Create the node array – 2 entries with the 2 nodes in the cluster with the least available space.
node=(`
Run Simplivity command as root to determine which nodes lack space, this will include space remaining (as opposed to consumed).
sudo /var/tmp/build/dsv/dsv-balance-show --ShowNodeIndex
Add a space between digits of storage and label of storage, and convert TB to GB by removing the decimal point and adding a zero
| sed 's/\(.B \)/ \1/;s/\.\([0-9][0-9]\) TB/\10 GB/'
Find the lines with only details about the nodes (throw out the headers) and only print the IP address and the storage consumed (the label above is now discarded).
| awk '/^\| Node [0-9]/ {print $3,$15}'
Sort numerically by storage consumed in descending order.
| sort -nr +1
Print the last 2 entries and reset the node number so that it counts from 1 – the output from the earlier Simplivity command depending on retired equipment, might not start from 1. (Unsure how this behaves if run on a cluster with less than 1 host – but one would not need to run this script if there was only 1 host).
| awk 'BEGIN {z=10^6}{b=a;a=$1;if ($1 < z) {z=$1}} END {print a-z+1,b-z+1}'
This completes the array. The contents of the array are 2 numbers reflecting the nodes which have the least space available.
`);
Set the datacenter and cluster variables. This is a lot of code to include what is already known, but will reduce human error of misspellings. Set the “cl” array (cluster).
cl=(
`
Run the Simplivity command to show all the nodes in the federation.
svt-federation-show
Find only the lines that include nodes. Given the output from above, if the datacenter field (#3) is empty, print what was in the line before and if the cluster field (#4) is empty, print what was in the line before. Finally, only print datacenter, cluster, and management IP.
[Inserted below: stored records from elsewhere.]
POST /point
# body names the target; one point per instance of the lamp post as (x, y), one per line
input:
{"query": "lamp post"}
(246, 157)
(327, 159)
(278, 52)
| awk -F"\| " '/Alive/ {if ($3 ~ /^[a-zA-Z]/) {x=$3};{a=x} ; if ($4 ~ /^[a-zA-Z]/)
{y=$4};{b=y} ; print a,b,$9}'
Search the output of the above, with output of what follows.
| grep \`
Determine the IP of the management IP of this OVC.
ifconfig eth0 | awk '/inet/ {print $2}'\`
Finalize the array with datacenter, cluster, and IP (the latter won’t be used).
`) ;
Run the Simplivity command to list the VMs and add the datacenter and cluster information so that it can run unattended, dump the output to /dev/null, as an output file will be left behind.
sudo /var/tmp/build/dsv/dsv-balance-manual –datacenter ${cl[0]} –cluster ${cl[1]} > /dev/null ;
sudo /var/tmp/build/dsv/dsv-balance-manual --datacenter ${cl[0]} --cluster ${cl[1]} > /dev/null ;
Parse the output file: /tmp/balance/replica_distribution_file_<cluster name>.csv Use the 2 variables, m & n, to represent the 2 nodes to search for. The CSV is offset by 2 other data points before the node data is included and a “p” or “s” for primary or secondary copy. The number of nodes will determine the number of columns. The 2nd to last column is the VM name shown by $(NF-1). The 3rd to last column is the VM size.
awk -F, -v n=${node[0]} -v m=${node[1]} '/\]/ {offset=2 ; if (($(n+offset) ~ /s|p/) && ($(m+offset) ~ /s|p/)) print $(NF-2),$(NF-1)}' /tmp/balance/replica_distribution_file_${cl[0]}.csv
Then sort the output numerically in ascending fashion, so the largest VMs are at the bottom.
| sort -n
Given all this, it could be scripted to look cleaner and could be made more tidy.